This section shows three ways to test and debug your pipeline. First, you can run your pipeline while disregarding its receivers. Second, you can see a detailed report on the way a message has been processed. This is done by our Ladybug debugger. Third, you can run unit tests using our test tool Larva.
Test a Pipeline
An adapter has receivers to receive messages and a pipeline to transform them. The received message can be accompanied by so-called session keys, which are just name/value pairs. Pipelines can be tested with the Testing | Test a Pipeline option on the main menu as shown below:
You have feedback that you chose that option (number 1). Next, choose an adapter (number 2). Then enter the input message to be transformed by the pipeline (number 3). Usually the input message should be XML. Many pipelines expect XML and produce unexpected errors if the input does not conform the XML standard. It is also possible to enter the message by uploading a file. For text files, the encoding (e.g. UTF-8) has to be specified (field “Encoding”, not shown). There is a field called “Session Key” that can be used to add a session key to the message. It is fine to leave that blank.

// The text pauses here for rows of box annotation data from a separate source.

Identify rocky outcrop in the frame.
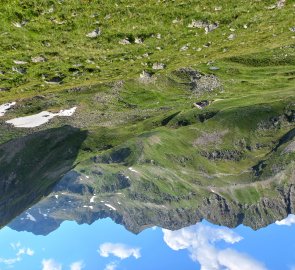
[0,126,86,226]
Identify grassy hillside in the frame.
[0,0,295,229]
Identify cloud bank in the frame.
[162,223,266,270]
[98,243,141,260]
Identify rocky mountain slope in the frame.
[0,0,295,234]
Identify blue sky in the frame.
[0,215,295,270]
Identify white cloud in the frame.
[104,262,118,270]
[163,223,266,270]
[98,243,141,260]
[71,261,84,270]
[218,248,265,270]
[0,257,21,265]
[42,259,62,270]
[276,215,295,226]
[0,242,35,266]
[26,248,35,256]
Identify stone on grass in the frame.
[152,62,165,70]
[31,56,46,63]
[86,29,101,38]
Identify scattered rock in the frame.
[200,150,243,161]
[209,66,220,71]
[205,23,219,34]
[31,56,46,63]
[12,67,27,74]
[188,20,219,34]
[179,45,189,52]
[203,41,212,48]
[45,76,63,84]
[152,62,165,70]
[193,130,228,147]
[86,29,101,38]
[12,21,28,28]
[172,19,180,24]
[13,60,28,65]
[187,20,206,28]
[227,34,236,40]
[0,87,10,92]
[277,0,286,9]
[119,38,131,45]
[52,19,66,25]
[134,37,143,44]
[174,68,221,94]
[267,0,286,9]
[139,70,154,83]
[193,100,210,110]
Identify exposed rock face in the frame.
[174,68,221,95]
[9,160,295,235]
[0,126,86,230]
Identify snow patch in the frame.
[104,203,117,211]
[6,107,77,128]
[0,102,16,116]
[27,213,37,222]
[90,196,96,203]
[128,167,138,173]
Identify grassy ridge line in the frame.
[0,0,294,100]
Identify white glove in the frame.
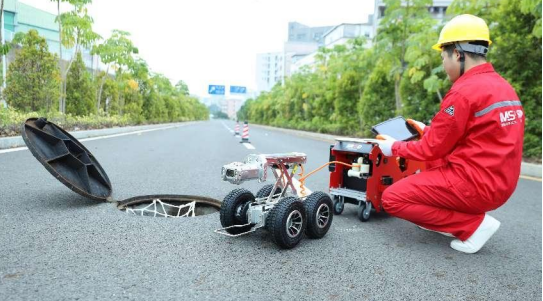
[407,119,426,131]
[377,135,396,157]
[407,119,426,138]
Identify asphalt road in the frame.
[0,121,542,300]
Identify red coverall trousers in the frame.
[382,164,503,241]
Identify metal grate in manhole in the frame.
[118,194,221,217]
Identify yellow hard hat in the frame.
[432,14,492,51]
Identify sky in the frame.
[19,0,374,97]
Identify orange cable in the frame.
[298,161,353,196]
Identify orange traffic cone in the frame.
[234,121,239,136]
[240,121,251,143]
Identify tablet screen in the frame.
[371,116,418,141]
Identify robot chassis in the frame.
[215,153,333,249]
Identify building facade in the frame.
[4,0,100,69]
[256,52,285,93]
[372,0,453,36]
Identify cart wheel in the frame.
[334,196,345,215]
[256,184,283,199]
[221,188,255,234]
[304,191,334,238]
[358,202,372,222]
[266,197,306,249]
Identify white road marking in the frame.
[0,125,180,154]
[0,147,28,154]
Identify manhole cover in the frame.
[22,117,222,217]
[118,194,221,217]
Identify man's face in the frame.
[441,50,460,83]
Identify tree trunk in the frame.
[61,44,79,113]
[96,64,109,112]
[394,76,402,114]
[57,0,64,113]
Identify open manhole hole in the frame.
[22,117,221,217]
[118,194,221,217]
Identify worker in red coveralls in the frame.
[379,15,525,253]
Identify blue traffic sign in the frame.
[230,86,247,94]
[207,85,224,95]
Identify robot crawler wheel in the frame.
[256,184,283,199]
[304,191,334,238]
[334,196,345,215]
[266,197,306,249]
[358,202,372,222]
[221,188,255,234]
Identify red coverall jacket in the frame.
[383,63,525,240]
[392,63,524,202]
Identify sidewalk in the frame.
[0,121,194,150]
[251,123,542,179]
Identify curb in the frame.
[251,123,542,179]
[0,121,198,150]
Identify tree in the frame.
[376,0,432,112]
[0,0,10,104]
[4,29,60,112]
[175,80,189,95]
[66,52,96,116]
[50,0,92,113]
[92,29,138,112]
[60,1,101,113]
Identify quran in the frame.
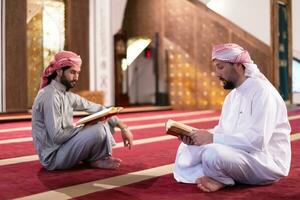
[166,119,198,137]
[75,107,123,126]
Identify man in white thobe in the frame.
[174,43,291,192]
[32,51,133,170]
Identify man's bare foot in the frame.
[196,176,225,192]
[90,156,122,169]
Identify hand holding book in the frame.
[75,107,123,127]
[166,119,198,137]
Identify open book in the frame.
[75,107,123,126]
[166,119,198,137]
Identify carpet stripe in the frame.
[17,133,300,200]
[0,135,177,166]
[0,133,300,166]
[17,164,173,200]
[0,115,300,133]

Next press “Send” (number 4). You see the output message (number 5) and the
state of the exit (number 6).
See the figure below:
You can examine your pipeline runs by choosing “Testing | Ladybug” from the main menu. You have feedback that you chose that option (number 1). Next, press “Refresh” (number 2) to update the overview of your runs. The figure shows only one report (number 3). Usually, you can use the “EndTime” and the adapter “Name” columns to find the report you want. Click that row to view it in the bottom-left tree-view. You can expand and collapse the pipeline and the pipes it contains. For each node, you can see the input or output message by selecting it. By selecting number 4, you see the input message of the pipeline. The output message of the pipeline is at node 7. The input and the output of the only pipe, the
<FixedResultPipe>, are at nodes 5 and 6. Information about the chosen node can be seen to the right: number 8 shows the message.
Ladybug has many functions. It is explained in detail in chapter Ladybug.
The figure below shows how to use Larva.
Select “Testing | Larva” from the main menu. You have feedback that you are in Larva (number 1). Then choose the scenarios root (number 2); usually you have only one choice. This is the directory where your tests reside. Then select the tests you want to run (number 3). When you press “Start” (number 4), the selected tests are executed. You see messages about the success or failure of the individual tests and of scenarios (groups of tests). To the end, you see whether all tests have succeeded or whether there are errors (number 5).
There is one additional control in the Larva interface that requires attention; see figure below:
The highlighted drop-down lets you control how much output you want to see. For example, if you change the default value “wrong pipeline messages” to “totals”, you get the following when you run your tests:
Larva tests are programmed using properties files. This is explained in section Larva.